How to solve this limit: $\lim_{x\to\infty}\sqrt{x+\sqrt{x}}-\sqrt{x-1}$ [duplicate]
Let's start from your last line: $$\begin{align} \lim_{x\to+\infty}\frac{1+\sqrt{x}}{\sqrt{x+\sqrt{x}}+\sqrt{x-1}} &= \lim \frac{\sqrt x}{\sqrt x} \frac{\frac{1}{\sqrt x} + 1}{\sqrt{1 + \frac{1}{\sqrt x}} + \sqrt{1 - \frac{1}{ x}}} \\ &= \frac{1}{1 + 1} = \frac{1}{2} \end{align}$$ where we note that everywhere we have $\frac{1}{\sqrt x}$, those terms go to $0$ as $x \to \infty$. The method of factoring out the largest element in the numerator and denominator very often works. $\diamondsuit$
You may just observe that, as $x\to \infty$: $$ \frac{1+\sqrt{x}}{\sqrt{x+\sqrt{x}}+\sqrt{x-1}}\sim \frac{\sqrt{x}\left(1+\frac1{\sqrt{x}}\right)}{\sqrt{x}\left(\sqrt{1+\frac{1}{\sqrt{x}}}\right)+\sqrt{x}\left(\sqrt{1-\frac{1}{x}}\right)}\sim \frac12. $$
$$\begin{align}(x + x^{1/2})^{1/2} &= x^{1/2} + \frac 12 x^{-1/2}x^{1/2} -\frac 1 8 x^{-3/2}x+\cdots\\&=\sqrt x+\frac 12-\frac1{8\sqrt x} +\cdots\\ (x-1)^{1/2} &=\sqrt x -\frac 1{2\sqrt x}+\cdots \end{align}$$
therefore $$(x + x^{1/2})^{1/2} - (x-1)^{1/2}=\frac 1 2 + \frac 3{8\sqrt x} + \cdots \rightarrow \frac 12 \text{ as } x \to \infty.$$
We have $$\frac{1}{2}=\lim_{x\rightarrow\infty}\frac{\sqrt{x}}{2\sqrt{x}\left(\sqrt{\left(1+\frac{1}{\sqrt{x}}\right)}\right)}\leq\lim_{x\rightarrow\infty}\frac{\sqrt{x}}{\sqrt{x\left(1+\frac{1}{\sqrt{x}}\right)}+\sqrt{x}}\leq\lim_{x\rightarrow\infty}\frac{1+\sqrt{x}}{\sqrt{x+\sqrt{x}}+\sqrt{x-1}}\leq\lim_{x\rightarrow\infty}\frac{1+\sqrt{x}}{2\sqrt{x}}=\frac{1}{2}$$
Useful inequality chain
Given $a \ge 0$ and $b > -\frac{1}{2}a$:
$a+b-2\frac{b^2}{a} \le a+b-\frac{b^2}{a+b} = \frac{a^2+2ab}{a+b} \le \sqrt{a^2+2ab} \le a+b-\frac{1}{2}\frac{b^2}{a+b} \le a+b$
Solution
Given $x \ge 1$:
$\sqrt{x}+\frac{1}{2}-\frac{1}{4\sqrt{x}+2} \le \sqrt{x+\sqrt{x}} \le \sqrt{x}+\frac{1}{2}$.

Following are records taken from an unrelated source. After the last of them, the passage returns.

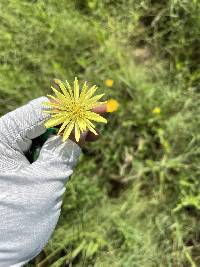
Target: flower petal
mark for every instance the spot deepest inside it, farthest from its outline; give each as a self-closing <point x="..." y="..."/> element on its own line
<point x="63" y="88"/>
<point x="76" y="89"/>
<point x="95" y="117"/>
<point x="68" y="131"/>
<point x="65" y="123"/>
<point x="77" y="133"/>
<point x="83" y="92"/>
<point x="54" y="122"/>
<point x="69" y="89"/>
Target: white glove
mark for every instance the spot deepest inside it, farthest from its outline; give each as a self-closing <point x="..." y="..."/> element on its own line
<point x="30" y="194"/>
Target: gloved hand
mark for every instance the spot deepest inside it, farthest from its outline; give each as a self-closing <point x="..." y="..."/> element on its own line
<point x="30" y="194"/>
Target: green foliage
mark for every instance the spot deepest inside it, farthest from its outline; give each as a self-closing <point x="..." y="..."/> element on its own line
<point x="134" y="197"/>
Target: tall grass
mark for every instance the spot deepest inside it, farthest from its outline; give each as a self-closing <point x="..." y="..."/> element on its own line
<point x="134" y="197"/>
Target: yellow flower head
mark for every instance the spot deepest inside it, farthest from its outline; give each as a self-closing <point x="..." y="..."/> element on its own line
<point x="156" y="110"/>
<point x="73" y="109"/>
<point x="109" y="82"/>
<point x="112" y="105"/>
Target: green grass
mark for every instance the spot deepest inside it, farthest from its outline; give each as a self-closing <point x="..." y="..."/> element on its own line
<point x="133" y="200"/>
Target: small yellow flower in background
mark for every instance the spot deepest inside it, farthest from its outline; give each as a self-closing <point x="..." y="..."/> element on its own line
<point x="109" y="82"/>
<point x="112" y="105"/>
<point x="72" y="109"/>
<point x="156" y="110"/>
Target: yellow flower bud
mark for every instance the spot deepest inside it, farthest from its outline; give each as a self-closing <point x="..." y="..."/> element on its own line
<point x="156" y="110"/>
<point x="109" y="82"/>
<point x="112" y="105"/>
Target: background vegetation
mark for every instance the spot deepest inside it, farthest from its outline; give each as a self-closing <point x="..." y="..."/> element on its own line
<point x="134" y="198"/>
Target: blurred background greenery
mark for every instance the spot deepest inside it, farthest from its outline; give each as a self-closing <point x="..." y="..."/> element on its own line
<point x="134" y="198"/>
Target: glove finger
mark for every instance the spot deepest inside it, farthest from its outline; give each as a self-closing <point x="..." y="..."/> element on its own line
<point x="18" y="127"/>
<point x="58" y="154"/>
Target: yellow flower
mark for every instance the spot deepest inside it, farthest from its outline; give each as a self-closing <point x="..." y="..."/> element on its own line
<point x="156" y="110"/>
<point x="109" y="82"/>
<point x="72" y="109"/>
<point x="112" y="105"/>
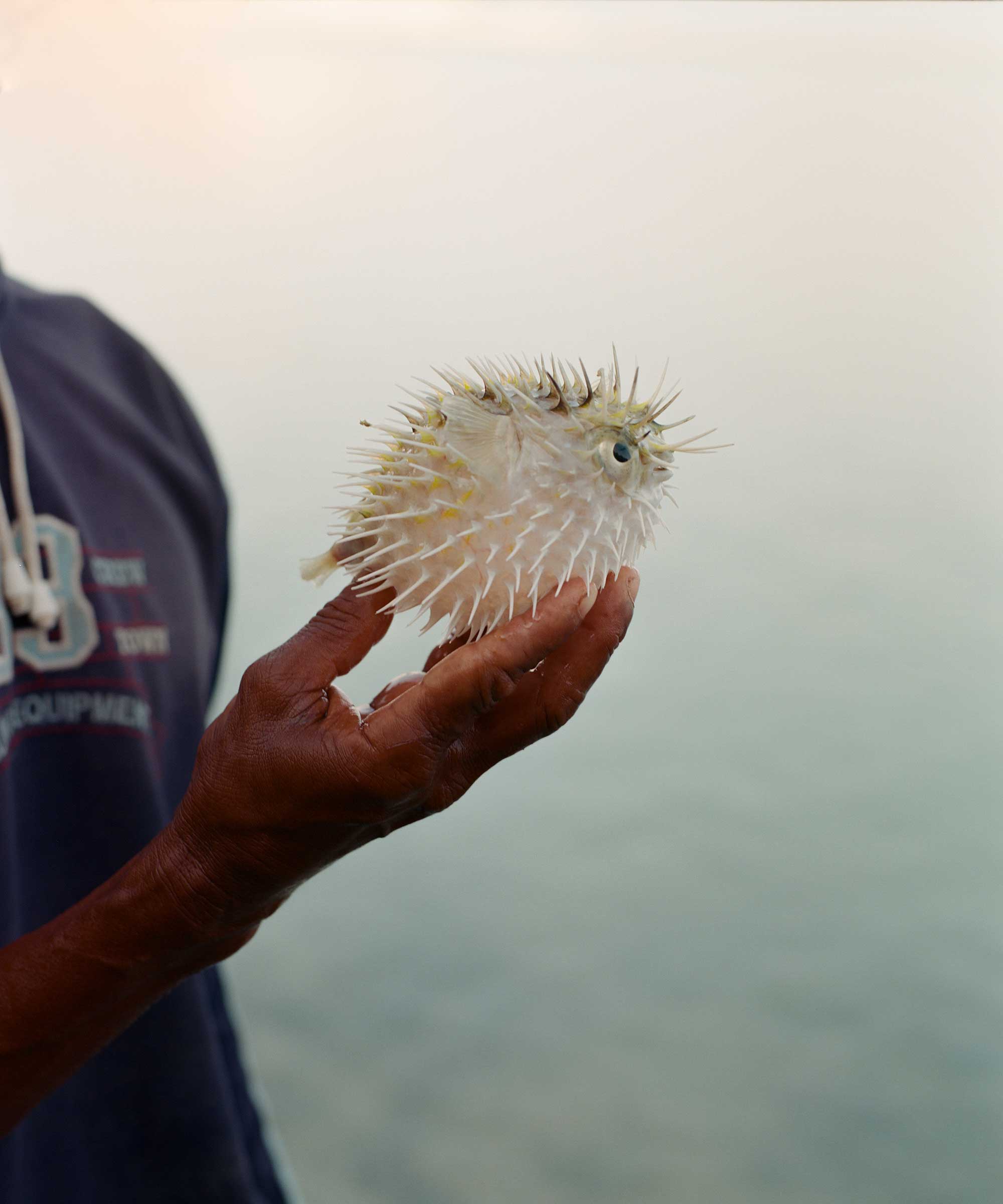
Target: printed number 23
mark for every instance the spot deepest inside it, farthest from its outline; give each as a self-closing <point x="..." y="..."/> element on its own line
<point x="76" y="635"/>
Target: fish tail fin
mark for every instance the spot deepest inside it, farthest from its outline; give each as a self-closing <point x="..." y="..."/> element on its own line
<point x="318" y="569"/>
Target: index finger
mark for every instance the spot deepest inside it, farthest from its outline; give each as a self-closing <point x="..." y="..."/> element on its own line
<point x="471" y="679"/>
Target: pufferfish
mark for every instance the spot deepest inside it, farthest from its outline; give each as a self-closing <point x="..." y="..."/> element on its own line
<point x="500" y="487"/>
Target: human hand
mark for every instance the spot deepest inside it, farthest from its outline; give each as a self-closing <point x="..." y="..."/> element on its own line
<point x="292" y="777"/>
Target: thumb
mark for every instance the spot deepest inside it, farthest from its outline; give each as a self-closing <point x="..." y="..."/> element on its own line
<point x="337" y="639"/>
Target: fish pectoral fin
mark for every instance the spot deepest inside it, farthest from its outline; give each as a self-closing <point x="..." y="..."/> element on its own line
<point x="318" y="569"/>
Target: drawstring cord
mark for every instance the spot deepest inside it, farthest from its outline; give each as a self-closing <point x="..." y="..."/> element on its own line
<point x="25" y="588"/>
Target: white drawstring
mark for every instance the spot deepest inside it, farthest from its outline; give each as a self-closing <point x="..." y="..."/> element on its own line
<point x="26" y="590"/>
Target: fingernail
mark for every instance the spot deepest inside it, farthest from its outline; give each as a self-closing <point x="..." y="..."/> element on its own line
<point x="588" y="601"/>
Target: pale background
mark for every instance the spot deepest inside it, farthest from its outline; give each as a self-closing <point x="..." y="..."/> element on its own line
<point x="735" y="936"/>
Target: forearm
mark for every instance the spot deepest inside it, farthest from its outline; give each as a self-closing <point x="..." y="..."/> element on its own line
<point x="73" y="985"/>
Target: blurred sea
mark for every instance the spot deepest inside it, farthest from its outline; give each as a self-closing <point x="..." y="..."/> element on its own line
<point x="732" y="937"/>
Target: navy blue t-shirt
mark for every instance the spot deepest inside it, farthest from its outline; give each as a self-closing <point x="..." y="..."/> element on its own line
<point x="99" y="721"/>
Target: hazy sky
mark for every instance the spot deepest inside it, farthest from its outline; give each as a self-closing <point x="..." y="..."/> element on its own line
<point x="302" y="205"/>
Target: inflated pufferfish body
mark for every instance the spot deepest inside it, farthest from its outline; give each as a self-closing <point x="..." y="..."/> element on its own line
<point x="499" y="488"/>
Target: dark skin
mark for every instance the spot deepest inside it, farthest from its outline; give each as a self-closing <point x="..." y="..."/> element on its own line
<point x="288" y="780"/>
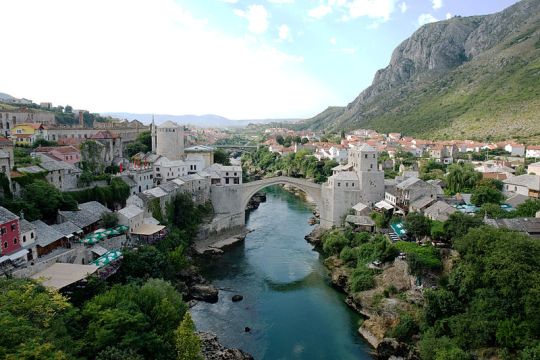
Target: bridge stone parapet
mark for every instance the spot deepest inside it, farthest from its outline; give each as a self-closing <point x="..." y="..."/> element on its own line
<point x="230" y="202"/>
<point x="310" y="188"/>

$\sqrt{x}-\frac{1}{2\sqrt{x}}-\frac{1}{4x\sqrt{x}} \le \sqrt{x-1} \le \sqrt{x}-\frac{1}{2\sqrt{x}}$.
Therefore $\sqrt{x+\sqrt{x}}-\sqrt{x-1} \to \frac{1}{2}$ as $x \to \infty$.
Notes
This kind of inequalities are useful when we do not want to use asymptotic expansion but otherwise as shown by abel expansion is the most widely applicable.